Will Gifford

Personal information
- Full name: William McLean Gifford
- Born: 10 October 1985 (age 40) Sutton Coldfield, England
- Batting: Right-handed

Career statistics
| Competition | FC | LA |
| Matches | 8 | 1 |
| Runs scored | 252 | 1 |
| Batting average | 22.90 | 1.00 |
| 100s/50s | 0/2 | 0/0 |
| Top score | 71 | 1 |
| Balls bowled | 0 | 0 |
| Wickets | 0 | 0 |
| Bowling average | – | – |
| 5 wickets in innings | 0 | 0 |
| 10 wickets in match | 0 | 0 |
| Best bowling | – | – |
| Catches/stumpings | 4/0 | 2/0 |
- Source: CricketArchive, 6 May 2009

= Will Gifford =

English cricketer

William McLean Gifford (born 10 October 1985) is an English cricketer who has played first-class cricket for Loughborough UCCE and one List A game for Worcestershire.
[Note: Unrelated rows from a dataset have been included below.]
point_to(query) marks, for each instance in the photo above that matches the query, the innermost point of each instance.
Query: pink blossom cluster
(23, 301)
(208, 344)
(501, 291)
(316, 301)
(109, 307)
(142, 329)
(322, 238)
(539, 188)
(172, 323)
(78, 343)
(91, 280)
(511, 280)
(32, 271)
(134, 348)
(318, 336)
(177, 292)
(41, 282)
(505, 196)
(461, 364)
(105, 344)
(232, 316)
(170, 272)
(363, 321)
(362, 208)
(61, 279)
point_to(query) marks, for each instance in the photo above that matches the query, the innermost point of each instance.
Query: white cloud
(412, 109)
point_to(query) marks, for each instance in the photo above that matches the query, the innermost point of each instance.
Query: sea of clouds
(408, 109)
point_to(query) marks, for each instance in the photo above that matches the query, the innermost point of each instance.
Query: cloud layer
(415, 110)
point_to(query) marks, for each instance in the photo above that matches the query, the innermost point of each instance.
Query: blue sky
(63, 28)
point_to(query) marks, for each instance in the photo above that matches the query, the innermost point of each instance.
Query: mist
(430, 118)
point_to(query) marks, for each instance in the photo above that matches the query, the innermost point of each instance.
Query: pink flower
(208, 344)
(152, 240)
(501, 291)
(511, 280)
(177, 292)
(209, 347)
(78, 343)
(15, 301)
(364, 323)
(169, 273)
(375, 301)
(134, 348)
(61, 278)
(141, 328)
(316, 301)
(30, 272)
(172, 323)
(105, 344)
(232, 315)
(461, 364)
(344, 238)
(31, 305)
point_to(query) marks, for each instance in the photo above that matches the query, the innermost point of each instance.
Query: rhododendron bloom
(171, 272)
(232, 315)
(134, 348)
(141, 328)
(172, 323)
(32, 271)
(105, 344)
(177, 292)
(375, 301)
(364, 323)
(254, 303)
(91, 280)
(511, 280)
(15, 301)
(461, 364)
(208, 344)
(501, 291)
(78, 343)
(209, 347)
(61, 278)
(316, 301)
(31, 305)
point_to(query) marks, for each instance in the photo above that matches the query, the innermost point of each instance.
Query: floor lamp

He is, as Wisden put it, "no known relation" to former Worcestershire captain Norman Gifford.

==Early life and career==

Gifford was educated at Malvern College, where he was captain of the First XI cricket team, and played against a Worcestershire Development XI in 2000.
In 2002 he scored 104 for Worcestershire Under-19s against their Glamorgan counterparts, putting on 292 for the fourth wicket with Craig Everett (215 not out).
In 2003 and 2004 Gifford made a number of appearances for Worcestershire Second XI, his innings including 104 against Gloucestershire II in May 2004.
In 2004–05 he was selected for the England Under-19s' tour of India, playing in two Youth Tests and four Youth ODIs.

==Loughborough UCCE==

In April 2005, Gifford made his first-class debut, captaining Loughborough UCCE against Sussex at Hove, scoring 19 and 12 in a drawn game.
He played seven further first-class matches for Loughborough UCCE between then and May 2007, including leading the side to an eight-wicket victory over Worcestershire at Kidderminster in May 2005.
His highest score of 71 was made against Yorkshire at Headingley in May 2007; Yorkshire won by a single run. Gifford was not captain in this match.

==Worcestershire and after==

Gifford made only one first-team appearance for Worcestershire, when he played in a List A game at Worcester against West Indies A in July 2006, scoring just 1.
While at Worcestershire, he played club cricket for Kidderminster Victoria in the Cockspur Cup, hitting 94 in a narrow quarter-final defeat by Kibworth.

Although he scored 125 for Worcestershire II against Leicestershire seconds in early August 2007,
the following month Worcestershire announced that his summer scholarship deal would not be upgraded to a full contract.

Gifford played for Esher against Mitcham in the 2008 Cockspur Cup.